That’s not easily paid.
Rent has been going up every year, but wages haven’t, so by now for me, rent for a small apartment is over 60% of my monthly income.
The world has changed quite a bit since you were a student.
Well, that’s the problem. It’s not. I can pass this and get the same grade no matter if I have good results or not. With CPU training, the paper just ends up ignored.
If it was critical for my success, I’d definitely find a way to do it, but that’s the point, it’s not critical – it would just improve my results.
Also, how cost effective is it to use cloud GPUs for real world machine learning?
A 4GB GTX1050 is ~$180. A p2 instance on Amazon is $0.9/hour. The cost effectiveness depends on if you have a PC already.
GTX 1050 75W
GTX 1080 180W
Triple these numbers for the overall machine's PSU spec.
So even the Titan costs $0.03 per hour to run, or maybe $0.10 if the rest of the machine is flat-out.
edit: $0.19 kWh for San Francisco residents. Domestic rates.
For my needs I have a machine with a 2011-v3 socket, and four GTX1080 GPUs. Warms up my man cave pretty nicely in winter. I also have access to about a hundred GPUs (older Titans, Teslas, newer 1080s and Pascal Titans) at work that I share with others.

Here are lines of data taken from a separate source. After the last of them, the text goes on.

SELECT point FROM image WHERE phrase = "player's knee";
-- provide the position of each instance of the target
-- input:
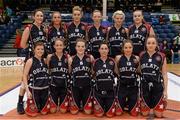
(158, 114)
(145, 113)
(53, 110)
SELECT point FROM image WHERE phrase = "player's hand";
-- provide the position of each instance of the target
(29, 95)
(165, 94)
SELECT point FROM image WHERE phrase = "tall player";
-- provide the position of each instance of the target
(154, 82)
(76, 29)
(96, 34)
(127, 65)
(58, 69)
(32, 33)
(139, 31)
(56, 30)
(104, 74)
(36, 80)
(117, 34)
(80, 67)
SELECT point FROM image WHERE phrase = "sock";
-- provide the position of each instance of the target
(20, 99)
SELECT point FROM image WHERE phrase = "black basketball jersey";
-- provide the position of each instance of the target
(81, 71)
(138, 37)
(116, 38)
(36, 35)
(53, 34)
(74, 32)
(151, 66)
(127, 70)
(38, 74)
(95, 37)
(104, 72)
(58, 70)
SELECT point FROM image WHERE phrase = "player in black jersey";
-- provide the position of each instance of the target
(80, 67)
(104, 74)
(36, 80)
(96, 34)
(139, 31)
(127, 65)
(31, 34)
(154, 79)
(58, 68)
(117, 34)
(75, 29)
(56, 30)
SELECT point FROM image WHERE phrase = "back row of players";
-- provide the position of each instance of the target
(82, 68)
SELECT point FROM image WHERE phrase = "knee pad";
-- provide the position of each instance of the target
(98, 110)
(161, 106)
(31, 108)
(64, 105)
(88, 106)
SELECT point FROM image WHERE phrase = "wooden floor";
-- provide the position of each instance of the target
(10, 77)
(172, 112)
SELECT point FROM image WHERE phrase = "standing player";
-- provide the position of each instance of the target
(104, 74)
(96, 34)
(56, 29)
(139, 31)
(117, 34)
(58, 68)
(154, 79)
(32, 33)
(127, 65)
(36, 80)
(80, 67)
(75, 29)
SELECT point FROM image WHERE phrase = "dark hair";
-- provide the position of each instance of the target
(103, 43)
(80, 40)
(124, 42)
(52, 23)
(154, 37)
(60, 39)
(37, 10)
(39, 43)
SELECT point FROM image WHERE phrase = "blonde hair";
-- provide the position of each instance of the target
(118, 12)
(77, 8)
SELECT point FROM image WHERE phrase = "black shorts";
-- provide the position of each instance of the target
(58, 94)
(40, 97)
(151, 93)
(127, 96)
(81, 94)
(105, 99)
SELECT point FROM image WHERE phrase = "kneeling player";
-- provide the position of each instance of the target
(127, 64)
(58, 65)
(80, 69)
(104, 73)
(36, 75)
(154, 79)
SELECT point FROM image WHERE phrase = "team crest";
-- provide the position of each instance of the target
(87, 59)
(143, 29)
(111, 63)
(158, 58)
(83, 27)
(123, 31)
(104, 30)
(135, 61)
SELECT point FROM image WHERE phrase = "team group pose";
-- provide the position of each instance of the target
(90, 68)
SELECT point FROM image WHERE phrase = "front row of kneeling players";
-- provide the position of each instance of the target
(81, 83)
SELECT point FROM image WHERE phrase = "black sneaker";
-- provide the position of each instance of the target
(20, 108)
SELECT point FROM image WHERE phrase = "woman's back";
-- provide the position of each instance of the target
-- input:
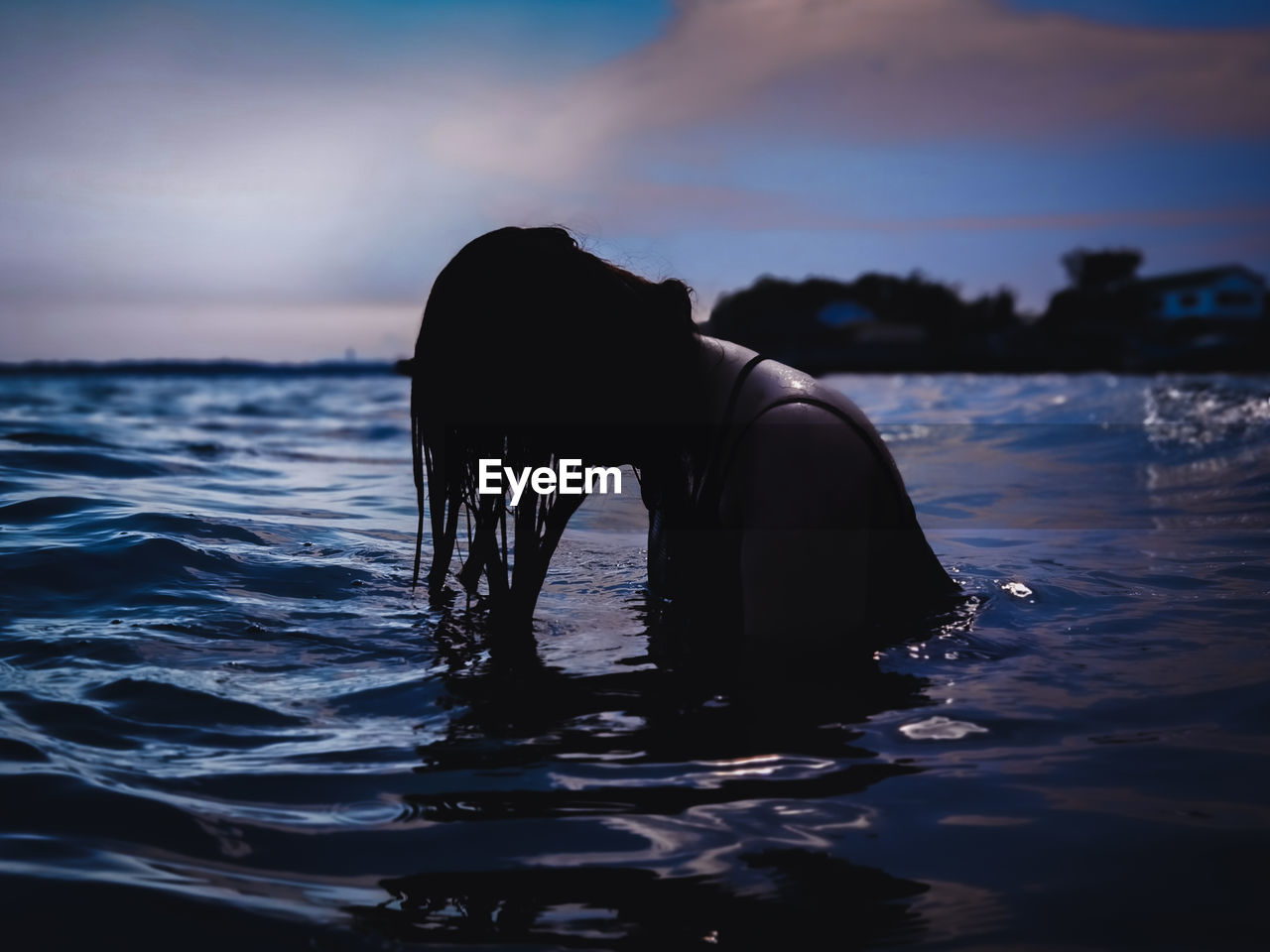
(794, 517)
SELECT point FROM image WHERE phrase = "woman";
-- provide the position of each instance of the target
(779, 521)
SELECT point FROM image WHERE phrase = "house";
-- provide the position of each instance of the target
(1224, 293)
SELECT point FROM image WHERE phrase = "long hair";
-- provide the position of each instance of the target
(530, 350)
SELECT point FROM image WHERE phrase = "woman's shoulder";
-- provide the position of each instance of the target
(771, 394)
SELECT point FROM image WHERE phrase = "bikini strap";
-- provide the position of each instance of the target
(878, 451)
(724, 424)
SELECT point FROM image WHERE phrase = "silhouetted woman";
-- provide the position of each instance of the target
(780, 529)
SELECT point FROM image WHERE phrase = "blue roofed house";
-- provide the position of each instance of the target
(1228, 293)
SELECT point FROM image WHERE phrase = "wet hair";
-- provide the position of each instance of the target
(530, 350)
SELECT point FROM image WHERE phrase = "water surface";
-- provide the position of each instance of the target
(225, 717)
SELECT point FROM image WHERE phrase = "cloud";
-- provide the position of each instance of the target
(865, 71)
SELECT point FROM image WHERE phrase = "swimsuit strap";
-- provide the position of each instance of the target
(724, 421)
(879, 452)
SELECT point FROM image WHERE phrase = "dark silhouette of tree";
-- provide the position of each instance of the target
(1096, 271)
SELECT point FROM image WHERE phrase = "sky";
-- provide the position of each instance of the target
(282, 179)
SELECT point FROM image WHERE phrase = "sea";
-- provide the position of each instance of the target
(227, 720)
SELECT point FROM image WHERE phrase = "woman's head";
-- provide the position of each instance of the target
(531, 349)
(524, 326)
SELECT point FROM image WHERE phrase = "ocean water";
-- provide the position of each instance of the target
(226, 719)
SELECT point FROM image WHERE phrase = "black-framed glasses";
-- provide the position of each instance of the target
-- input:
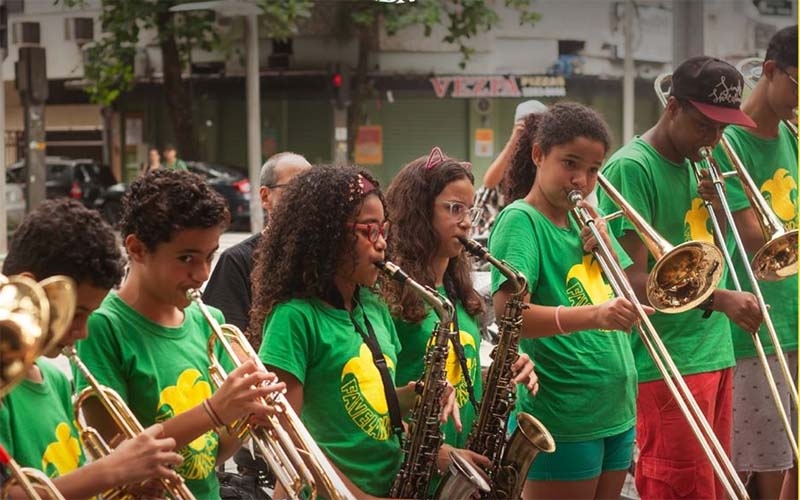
(372, 230)
(458, 211)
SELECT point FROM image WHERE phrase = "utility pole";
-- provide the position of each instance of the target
(629, 72)
(31, 73)
(3, 54)
(688, 20)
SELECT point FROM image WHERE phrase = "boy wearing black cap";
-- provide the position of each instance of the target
(654, 174)
(768, 151)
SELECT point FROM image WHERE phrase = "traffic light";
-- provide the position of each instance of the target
(339, 82)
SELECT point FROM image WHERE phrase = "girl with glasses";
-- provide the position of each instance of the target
(322, 325)
(430, 207)
(574, 329)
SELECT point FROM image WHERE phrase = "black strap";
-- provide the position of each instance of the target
(380, 363)
(458, 347)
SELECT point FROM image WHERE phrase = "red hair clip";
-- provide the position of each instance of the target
(436, 158)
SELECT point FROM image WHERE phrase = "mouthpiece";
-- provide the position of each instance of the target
(474, 247)
(392, 270)
(574, 196)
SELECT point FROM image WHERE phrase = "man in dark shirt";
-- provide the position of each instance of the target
(229, 286)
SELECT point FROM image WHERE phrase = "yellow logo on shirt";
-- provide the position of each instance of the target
(200, 455)
(454, 373)
(363, 395)
(695, 223)
(63, 455)
(781, 193)
(585, 283)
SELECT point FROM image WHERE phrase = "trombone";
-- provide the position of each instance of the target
(655, 347)
(26, 332)
(775, 260)
(751, 69)
(127, 424)
(294, 457)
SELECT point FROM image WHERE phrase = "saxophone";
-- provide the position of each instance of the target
(511, 457)
(424, 431)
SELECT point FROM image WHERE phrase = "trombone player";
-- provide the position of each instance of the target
(36, 417)
(768, 150)
(654, 174)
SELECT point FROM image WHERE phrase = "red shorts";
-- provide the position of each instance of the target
(671, 462)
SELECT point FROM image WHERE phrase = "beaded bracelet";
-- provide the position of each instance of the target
(558, 322)
(218, 423)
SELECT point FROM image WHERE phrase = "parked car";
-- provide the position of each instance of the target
(85, 180)
(15, 206)
(233, 185)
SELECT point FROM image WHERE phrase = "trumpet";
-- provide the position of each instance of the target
(776, 259)
(292, 454)
(701, 429)
(128, 426)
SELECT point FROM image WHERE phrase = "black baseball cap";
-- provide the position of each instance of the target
(714, 87)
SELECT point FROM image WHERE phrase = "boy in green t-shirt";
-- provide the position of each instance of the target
(62, 237)
(769, 153)
(149, 342)
(654, 174)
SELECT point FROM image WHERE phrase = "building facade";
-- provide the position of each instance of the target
(418, 95)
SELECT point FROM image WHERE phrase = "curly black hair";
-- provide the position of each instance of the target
(412, 239)
(782, 47)
(560, 124)
(62, 236)
(165, 201)
(306, 239)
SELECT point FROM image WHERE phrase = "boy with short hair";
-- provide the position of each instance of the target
(654, 174)
(149, 340)
(768, 151)
(36, 417)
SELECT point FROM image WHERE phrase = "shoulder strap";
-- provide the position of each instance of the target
(386, 378)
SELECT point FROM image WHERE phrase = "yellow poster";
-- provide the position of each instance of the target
(484, 142)
(369, 145)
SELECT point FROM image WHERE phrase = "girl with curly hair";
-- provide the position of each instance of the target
(323, 328)
(430, 207)
(574, 328)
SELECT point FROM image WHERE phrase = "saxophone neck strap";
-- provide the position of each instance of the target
(389, 391)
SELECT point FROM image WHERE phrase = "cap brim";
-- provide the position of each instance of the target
(722, 114)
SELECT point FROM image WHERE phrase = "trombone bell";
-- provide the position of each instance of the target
(777, 259)
(684, 277)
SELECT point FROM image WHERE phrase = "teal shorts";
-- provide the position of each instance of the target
(581, 460)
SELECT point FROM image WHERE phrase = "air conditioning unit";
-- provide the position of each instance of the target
(25, 33)
(79, 29)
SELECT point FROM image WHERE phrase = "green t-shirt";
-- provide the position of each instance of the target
(344, 403)
(411, 362)
(664, 193)
(587, 379)
(159, 372)
(772, 163)
(37, 425)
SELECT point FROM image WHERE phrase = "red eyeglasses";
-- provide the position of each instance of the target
(372, 230)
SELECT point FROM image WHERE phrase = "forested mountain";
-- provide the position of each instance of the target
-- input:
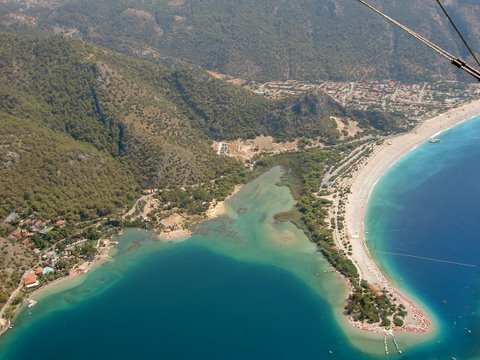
(79, 121)
(269, 39)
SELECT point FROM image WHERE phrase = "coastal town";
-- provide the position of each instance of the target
(416, 100)
(45, 251)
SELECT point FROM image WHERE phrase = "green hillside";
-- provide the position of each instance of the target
(152, 124)
(270, 39)
(52, 174)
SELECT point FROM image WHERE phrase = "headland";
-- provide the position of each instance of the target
(362, 183)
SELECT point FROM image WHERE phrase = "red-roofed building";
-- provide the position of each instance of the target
(60, 222)
(30, 280)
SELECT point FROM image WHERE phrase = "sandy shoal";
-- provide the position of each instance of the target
(382, 158)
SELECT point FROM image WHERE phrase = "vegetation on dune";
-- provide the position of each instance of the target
(366, 303)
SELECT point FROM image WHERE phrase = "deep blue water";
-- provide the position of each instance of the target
(246, 287)
(428, 205)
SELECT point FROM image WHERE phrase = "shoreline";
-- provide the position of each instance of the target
(364, 181)
(73, 279)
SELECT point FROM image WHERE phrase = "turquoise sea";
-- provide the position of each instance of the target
(247, 287)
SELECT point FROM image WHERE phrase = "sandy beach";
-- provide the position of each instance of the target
(363, 182)
(218, 208)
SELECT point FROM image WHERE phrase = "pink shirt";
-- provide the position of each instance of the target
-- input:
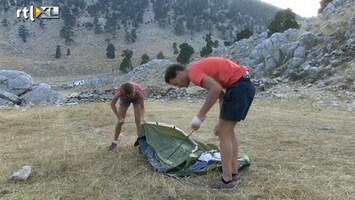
(223, 70)
(139, 92)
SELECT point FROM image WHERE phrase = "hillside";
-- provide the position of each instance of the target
(88, 49)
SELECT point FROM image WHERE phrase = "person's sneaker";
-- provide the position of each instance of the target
(236, 178)
(112, 146)
(220, 185)
(140, 151)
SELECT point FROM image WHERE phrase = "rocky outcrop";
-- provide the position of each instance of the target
(16, 87)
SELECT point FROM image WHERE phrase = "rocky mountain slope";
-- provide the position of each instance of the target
(315, 61)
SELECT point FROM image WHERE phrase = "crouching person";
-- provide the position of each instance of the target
(128, 93)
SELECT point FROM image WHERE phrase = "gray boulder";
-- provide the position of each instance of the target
(15, 82)
(43, 94)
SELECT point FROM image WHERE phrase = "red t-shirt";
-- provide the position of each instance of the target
(139, 91)
(223, 70)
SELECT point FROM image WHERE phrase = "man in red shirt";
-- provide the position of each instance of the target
(128, 93)
(230, 83)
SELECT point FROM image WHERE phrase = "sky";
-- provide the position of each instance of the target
(304, 8)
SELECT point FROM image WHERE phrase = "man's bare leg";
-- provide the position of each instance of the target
(227, 145)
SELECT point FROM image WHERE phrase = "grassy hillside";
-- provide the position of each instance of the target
(297, 152)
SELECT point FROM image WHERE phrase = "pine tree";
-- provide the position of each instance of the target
(186, 52)
(126, 64)
(145, 59)
(284, 19)
(207, 50)
(58, 52)
(176, 51)
(67, 33)
(246, 33)
(23, 33)
(323, 4)
(110, 51)
(160, 55)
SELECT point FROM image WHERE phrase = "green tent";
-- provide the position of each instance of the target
(171, 151)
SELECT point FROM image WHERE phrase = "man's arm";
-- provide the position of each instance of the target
(214, 92)
(142, 111)
(113, 105)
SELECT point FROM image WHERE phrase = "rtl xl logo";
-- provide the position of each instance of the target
(43, 12)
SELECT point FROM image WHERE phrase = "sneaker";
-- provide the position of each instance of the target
(220, 185)
(112, 146)
(236, 178)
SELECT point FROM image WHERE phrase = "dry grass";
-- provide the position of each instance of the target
(297, 152)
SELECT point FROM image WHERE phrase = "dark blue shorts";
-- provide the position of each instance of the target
(126, 102)
(237, 100)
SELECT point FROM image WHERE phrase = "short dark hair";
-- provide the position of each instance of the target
(128, 88)
(170, 72)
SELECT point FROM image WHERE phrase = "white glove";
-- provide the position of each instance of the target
(196, 123)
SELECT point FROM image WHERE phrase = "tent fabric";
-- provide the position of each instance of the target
(169, 150)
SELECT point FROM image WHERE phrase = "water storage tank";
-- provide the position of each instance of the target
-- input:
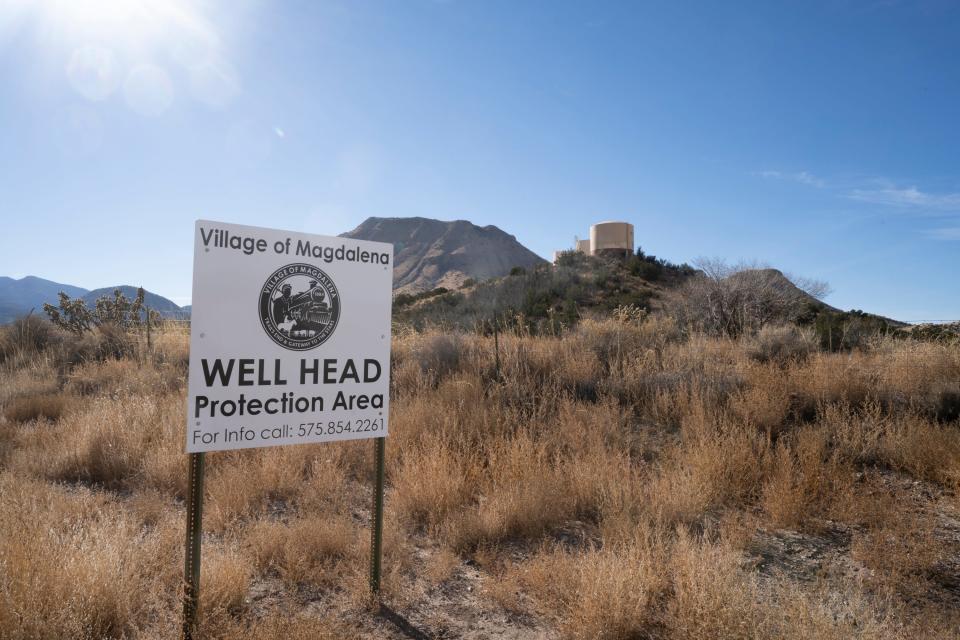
(611, 236)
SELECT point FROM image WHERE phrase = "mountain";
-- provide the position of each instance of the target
(18, 297)
(153, 301)
(435, 253)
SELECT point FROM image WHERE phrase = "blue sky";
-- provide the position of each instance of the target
(819, 137)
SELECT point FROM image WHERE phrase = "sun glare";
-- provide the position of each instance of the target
(137, 48)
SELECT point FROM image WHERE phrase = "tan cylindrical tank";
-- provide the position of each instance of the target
(611, 236)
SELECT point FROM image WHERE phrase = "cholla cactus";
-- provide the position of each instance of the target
(120, 311)
(71, 315)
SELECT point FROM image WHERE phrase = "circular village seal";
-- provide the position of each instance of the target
(299, 306)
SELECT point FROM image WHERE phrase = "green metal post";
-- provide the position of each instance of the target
(191, 567)
(376, 525)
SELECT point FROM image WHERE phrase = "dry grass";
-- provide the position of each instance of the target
(609, 483)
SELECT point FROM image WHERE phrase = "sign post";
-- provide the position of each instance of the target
(289, 344)
(376, 521)
(191, 566)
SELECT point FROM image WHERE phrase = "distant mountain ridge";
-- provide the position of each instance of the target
(432, 253)
(19, 296)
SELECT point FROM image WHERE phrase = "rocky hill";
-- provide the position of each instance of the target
(435, 253)
(19, 297)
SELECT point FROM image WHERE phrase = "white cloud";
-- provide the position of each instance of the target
(945, 233)
(802, 177)
(910, 197)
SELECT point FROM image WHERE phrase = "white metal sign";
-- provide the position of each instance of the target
(289, 340)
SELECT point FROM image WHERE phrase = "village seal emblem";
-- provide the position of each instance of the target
(299, 306)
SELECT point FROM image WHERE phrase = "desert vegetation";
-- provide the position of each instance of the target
(624, 477)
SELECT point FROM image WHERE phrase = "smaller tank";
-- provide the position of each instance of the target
(612, 237)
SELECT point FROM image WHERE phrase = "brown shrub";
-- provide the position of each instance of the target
(781, 344)
(47, 406)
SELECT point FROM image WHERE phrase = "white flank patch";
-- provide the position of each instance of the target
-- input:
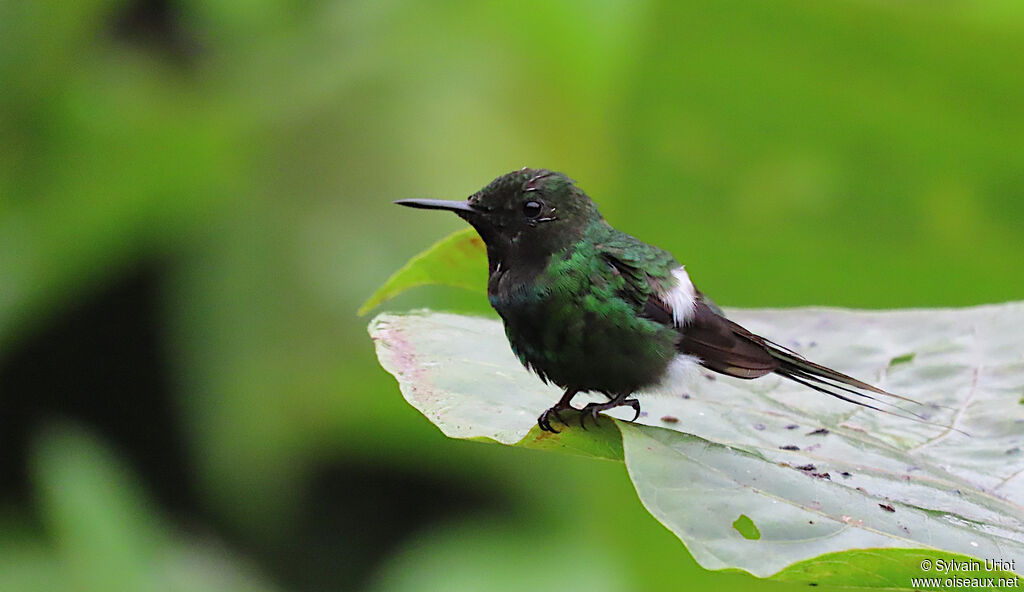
(682, 297)
(682, 370)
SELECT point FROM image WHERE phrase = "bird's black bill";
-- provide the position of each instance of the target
(452, 206)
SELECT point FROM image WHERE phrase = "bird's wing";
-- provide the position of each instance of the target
(722, 345)
(645, 270)
(663, 292)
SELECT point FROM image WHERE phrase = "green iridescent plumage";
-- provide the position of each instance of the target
(580, 322)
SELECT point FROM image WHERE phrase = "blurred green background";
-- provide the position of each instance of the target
(195, 198)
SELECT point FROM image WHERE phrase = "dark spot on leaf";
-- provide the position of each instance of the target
(745, 526)
(905, 358)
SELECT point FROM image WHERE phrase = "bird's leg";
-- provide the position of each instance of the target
(592, 409)
(563, 404)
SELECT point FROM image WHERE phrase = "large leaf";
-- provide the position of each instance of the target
(742, 471)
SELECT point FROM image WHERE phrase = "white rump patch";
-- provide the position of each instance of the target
(683, 370)
(682, 297)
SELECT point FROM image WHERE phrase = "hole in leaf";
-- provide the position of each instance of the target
(905, 358)
(745, 526)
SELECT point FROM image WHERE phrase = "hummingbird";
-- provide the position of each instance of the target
(593, 309)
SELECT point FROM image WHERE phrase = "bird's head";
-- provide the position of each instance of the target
(524, 214)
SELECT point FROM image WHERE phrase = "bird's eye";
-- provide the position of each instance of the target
(531, 209)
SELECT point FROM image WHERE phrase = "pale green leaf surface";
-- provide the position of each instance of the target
(721, 459)
(458, 260)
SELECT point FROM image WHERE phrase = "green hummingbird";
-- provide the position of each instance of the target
(593, 309)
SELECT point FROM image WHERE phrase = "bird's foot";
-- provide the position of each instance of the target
(592, 409)
(545, 420)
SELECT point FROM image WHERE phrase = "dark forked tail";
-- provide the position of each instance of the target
(728, 348)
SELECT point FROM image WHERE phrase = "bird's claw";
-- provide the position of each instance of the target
(545, 420)
(594, 409)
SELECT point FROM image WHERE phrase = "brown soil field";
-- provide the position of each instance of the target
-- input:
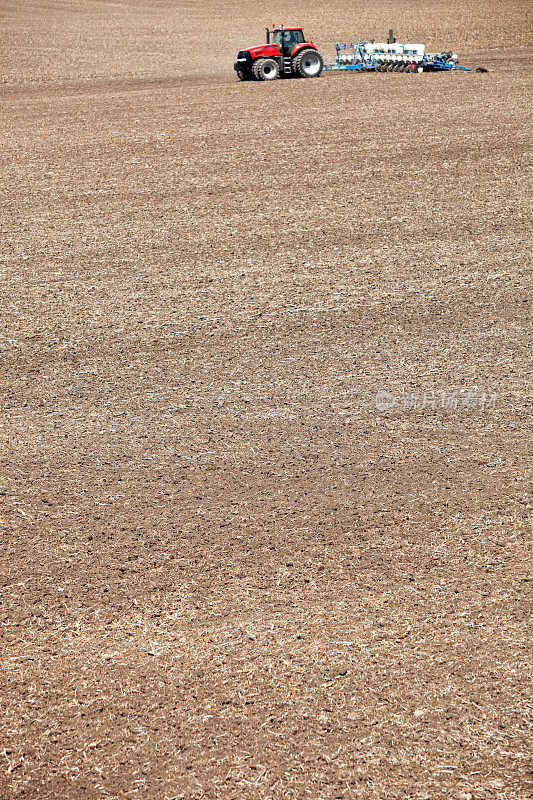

Now, regarding Titan. Titan is actually not that much faster than GTX1080, so in terms of raw speed there's no reason to pay twice as much. BUT, it has 4GB more RAM, which lets you run larger models. NVIDIA rightly decided that for a $100+/hr deep learning researcher $600 is not going to be that big of a deal, and priced the card accordingly. If your models fit into 8GB, you'll be better off buying two 1080's instead.
As to me, I'm thinking of replacing at least one of my 1080s with a Titan, to be able to train larger models.
On a purely TFLOP or even TFLOP/watt basis, it doesn't currently make sense to buy anything that doesn't run Pascal.